ABSTRACT. The
self is in a constant process of becoming that demands the construction
of “sameness” and identity throughout the irreversibility of time and
changing experience (Valsiner, 2002b). Thus, self-organization is the
constant and necessary task of a changing self. Occasionally, this
dynamic organization may lead to recursive and inflexible patterns
implicated in a perpetuating personal problem. The “Identity Positions
Interview” (Gonçalves & Cunha, 2006) was designed to elicit
dialogical processes while discussing a personal problem. This allows
different dialogues to occur: 1) the actual dialogues from the
interaction participant-researcher; 2) the imagined dialogues of the
participant and others about the problem (e.g. “What would your mother
say about the problem?”); 3) the imagined dialogues between Present and
Future possible-selves (e.g. “What would the Future say to you?”).

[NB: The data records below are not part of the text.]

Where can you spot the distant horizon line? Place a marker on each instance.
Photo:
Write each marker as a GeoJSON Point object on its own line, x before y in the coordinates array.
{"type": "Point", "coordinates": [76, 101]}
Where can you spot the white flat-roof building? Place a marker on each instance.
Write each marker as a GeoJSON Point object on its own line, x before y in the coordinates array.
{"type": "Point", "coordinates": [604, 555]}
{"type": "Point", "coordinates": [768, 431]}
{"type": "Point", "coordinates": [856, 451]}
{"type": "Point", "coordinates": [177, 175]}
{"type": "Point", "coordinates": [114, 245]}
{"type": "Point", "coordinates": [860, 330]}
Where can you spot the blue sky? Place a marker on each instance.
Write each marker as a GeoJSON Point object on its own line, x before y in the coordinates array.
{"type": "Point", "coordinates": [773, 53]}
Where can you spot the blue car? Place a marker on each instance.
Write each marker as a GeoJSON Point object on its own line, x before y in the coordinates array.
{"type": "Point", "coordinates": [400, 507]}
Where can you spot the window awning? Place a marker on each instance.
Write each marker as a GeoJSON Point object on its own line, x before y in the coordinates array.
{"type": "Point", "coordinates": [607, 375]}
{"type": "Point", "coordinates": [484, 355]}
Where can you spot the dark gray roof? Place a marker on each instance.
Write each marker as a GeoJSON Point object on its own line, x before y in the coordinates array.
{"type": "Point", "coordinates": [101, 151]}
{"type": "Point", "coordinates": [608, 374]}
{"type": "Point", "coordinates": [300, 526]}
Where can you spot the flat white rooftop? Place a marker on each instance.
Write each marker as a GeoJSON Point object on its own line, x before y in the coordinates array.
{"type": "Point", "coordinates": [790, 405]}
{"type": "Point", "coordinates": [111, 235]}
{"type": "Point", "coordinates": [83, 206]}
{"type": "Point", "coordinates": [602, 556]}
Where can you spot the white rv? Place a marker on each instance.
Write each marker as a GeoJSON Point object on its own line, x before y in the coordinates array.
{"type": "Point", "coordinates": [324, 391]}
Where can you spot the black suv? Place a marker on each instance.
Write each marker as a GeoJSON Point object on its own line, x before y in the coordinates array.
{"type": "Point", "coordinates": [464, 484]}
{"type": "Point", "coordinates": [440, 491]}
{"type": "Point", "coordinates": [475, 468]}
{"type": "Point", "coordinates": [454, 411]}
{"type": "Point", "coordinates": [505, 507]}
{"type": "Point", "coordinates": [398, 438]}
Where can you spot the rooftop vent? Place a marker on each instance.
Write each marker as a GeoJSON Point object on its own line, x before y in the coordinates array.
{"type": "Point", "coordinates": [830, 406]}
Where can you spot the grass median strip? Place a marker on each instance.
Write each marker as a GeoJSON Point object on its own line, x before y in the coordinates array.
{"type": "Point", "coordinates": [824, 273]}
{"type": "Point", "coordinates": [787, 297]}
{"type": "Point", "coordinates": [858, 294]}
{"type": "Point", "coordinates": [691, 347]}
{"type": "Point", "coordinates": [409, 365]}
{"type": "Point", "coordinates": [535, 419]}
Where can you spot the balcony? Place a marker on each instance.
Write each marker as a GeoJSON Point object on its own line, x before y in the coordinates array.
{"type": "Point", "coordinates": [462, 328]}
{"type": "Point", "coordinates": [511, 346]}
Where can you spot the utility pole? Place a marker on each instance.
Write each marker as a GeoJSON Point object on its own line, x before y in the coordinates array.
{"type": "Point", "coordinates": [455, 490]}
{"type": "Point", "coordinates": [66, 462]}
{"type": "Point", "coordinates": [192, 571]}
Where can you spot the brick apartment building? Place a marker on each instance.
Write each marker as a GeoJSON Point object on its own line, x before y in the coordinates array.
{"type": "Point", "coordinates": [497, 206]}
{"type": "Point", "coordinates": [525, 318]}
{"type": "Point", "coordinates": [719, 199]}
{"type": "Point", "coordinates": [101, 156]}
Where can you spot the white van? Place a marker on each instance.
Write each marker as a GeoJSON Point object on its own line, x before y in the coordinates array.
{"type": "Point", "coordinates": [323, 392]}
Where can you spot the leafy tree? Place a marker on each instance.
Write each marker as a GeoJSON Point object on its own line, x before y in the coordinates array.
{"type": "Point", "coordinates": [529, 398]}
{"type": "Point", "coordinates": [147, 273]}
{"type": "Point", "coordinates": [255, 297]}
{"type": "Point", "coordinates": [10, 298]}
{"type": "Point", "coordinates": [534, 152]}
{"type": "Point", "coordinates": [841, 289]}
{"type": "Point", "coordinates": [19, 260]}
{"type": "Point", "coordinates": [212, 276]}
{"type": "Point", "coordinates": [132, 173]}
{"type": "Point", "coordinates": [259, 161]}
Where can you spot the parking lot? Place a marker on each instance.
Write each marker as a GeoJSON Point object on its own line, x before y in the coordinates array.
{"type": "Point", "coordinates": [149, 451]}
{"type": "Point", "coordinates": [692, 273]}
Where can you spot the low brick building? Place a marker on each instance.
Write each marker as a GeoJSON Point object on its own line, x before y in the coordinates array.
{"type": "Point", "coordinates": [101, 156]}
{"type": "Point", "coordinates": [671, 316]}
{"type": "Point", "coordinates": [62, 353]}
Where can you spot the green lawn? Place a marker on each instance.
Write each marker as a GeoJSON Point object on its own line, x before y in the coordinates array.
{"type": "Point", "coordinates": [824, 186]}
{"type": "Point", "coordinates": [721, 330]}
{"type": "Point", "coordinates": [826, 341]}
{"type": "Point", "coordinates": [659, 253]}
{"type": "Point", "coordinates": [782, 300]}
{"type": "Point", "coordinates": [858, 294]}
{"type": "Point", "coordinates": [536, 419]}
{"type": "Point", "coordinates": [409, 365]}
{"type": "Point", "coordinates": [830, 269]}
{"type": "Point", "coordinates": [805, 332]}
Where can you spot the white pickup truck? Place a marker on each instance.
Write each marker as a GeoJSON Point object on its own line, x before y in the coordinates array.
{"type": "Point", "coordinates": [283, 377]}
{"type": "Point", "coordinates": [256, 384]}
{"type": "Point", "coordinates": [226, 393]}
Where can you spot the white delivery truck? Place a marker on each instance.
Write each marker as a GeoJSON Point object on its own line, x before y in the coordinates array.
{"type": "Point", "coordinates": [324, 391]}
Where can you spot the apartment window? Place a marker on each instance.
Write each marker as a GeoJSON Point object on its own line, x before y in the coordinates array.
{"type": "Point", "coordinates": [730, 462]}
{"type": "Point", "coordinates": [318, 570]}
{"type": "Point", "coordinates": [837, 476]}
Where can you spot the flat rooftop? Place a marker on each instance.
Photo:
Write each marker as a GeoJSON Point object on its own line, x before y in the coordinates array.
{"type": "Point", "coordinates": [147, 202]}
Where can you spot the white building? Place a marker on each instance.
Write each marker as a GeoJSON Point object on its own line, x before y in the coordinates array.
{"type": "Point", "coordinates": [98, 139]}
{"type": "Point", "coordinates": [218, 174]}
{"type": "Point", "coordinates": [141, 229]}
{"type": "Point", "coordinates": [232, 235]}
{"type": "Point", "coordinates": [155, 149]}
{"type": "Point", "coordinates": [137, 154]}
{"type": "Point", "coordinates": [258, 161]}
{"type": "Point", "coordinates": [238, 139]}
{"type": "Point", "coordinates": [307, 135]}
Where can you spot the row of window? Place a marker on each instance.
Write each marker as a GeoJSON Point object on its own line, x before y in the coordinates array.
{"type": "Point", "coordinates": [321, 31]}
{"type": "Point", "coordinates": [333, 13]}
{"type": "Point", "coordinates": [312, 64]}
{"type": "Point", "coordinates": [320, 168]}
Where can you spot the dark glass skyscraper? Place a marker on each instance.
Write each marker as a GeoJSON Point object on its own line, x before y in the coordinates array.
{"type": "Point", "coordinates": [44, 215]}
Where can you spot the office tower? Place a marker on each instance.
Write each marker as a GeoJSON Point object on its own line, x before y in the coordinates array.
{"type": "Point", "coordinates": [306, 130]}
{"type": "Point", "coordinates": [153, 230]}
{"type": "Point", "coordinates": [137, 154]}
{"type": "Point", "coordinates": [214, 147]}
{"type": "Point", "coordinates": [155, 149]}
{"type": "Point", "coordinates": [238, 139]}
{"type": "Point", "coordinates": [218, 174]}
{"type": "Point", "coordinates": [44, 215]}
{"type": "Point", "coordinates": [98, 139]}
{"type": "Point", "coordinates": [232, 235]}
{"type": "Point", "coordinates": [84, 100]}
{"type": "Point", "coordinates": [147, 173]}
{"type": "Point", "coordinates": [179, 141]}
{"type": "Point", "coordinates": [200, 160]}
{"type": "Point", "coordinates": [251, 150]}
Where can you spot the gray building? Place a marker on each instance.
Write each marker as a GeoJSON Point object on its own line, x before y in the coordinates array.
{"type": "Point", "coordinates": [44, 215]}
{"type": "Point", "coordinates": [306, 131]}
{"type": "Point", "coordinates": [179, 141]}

These different phases were inspired in therapeutic techniques that
call upon the perspectives of social others or temporal movements as
semiotic devices used to generate diversity and novelty in the present.
Following a dialogical framework, two case-studies are presented to
illustrate the emergence of novelty and difference and its regulation
into recursive self-dynamics at a microgenetic-level. This idiographic
study has two aims: a) to highlight the dynamism of I-positions within
the Dialogical Self, and b) to depict the emergence of novelty,
self-innovation and re-organization.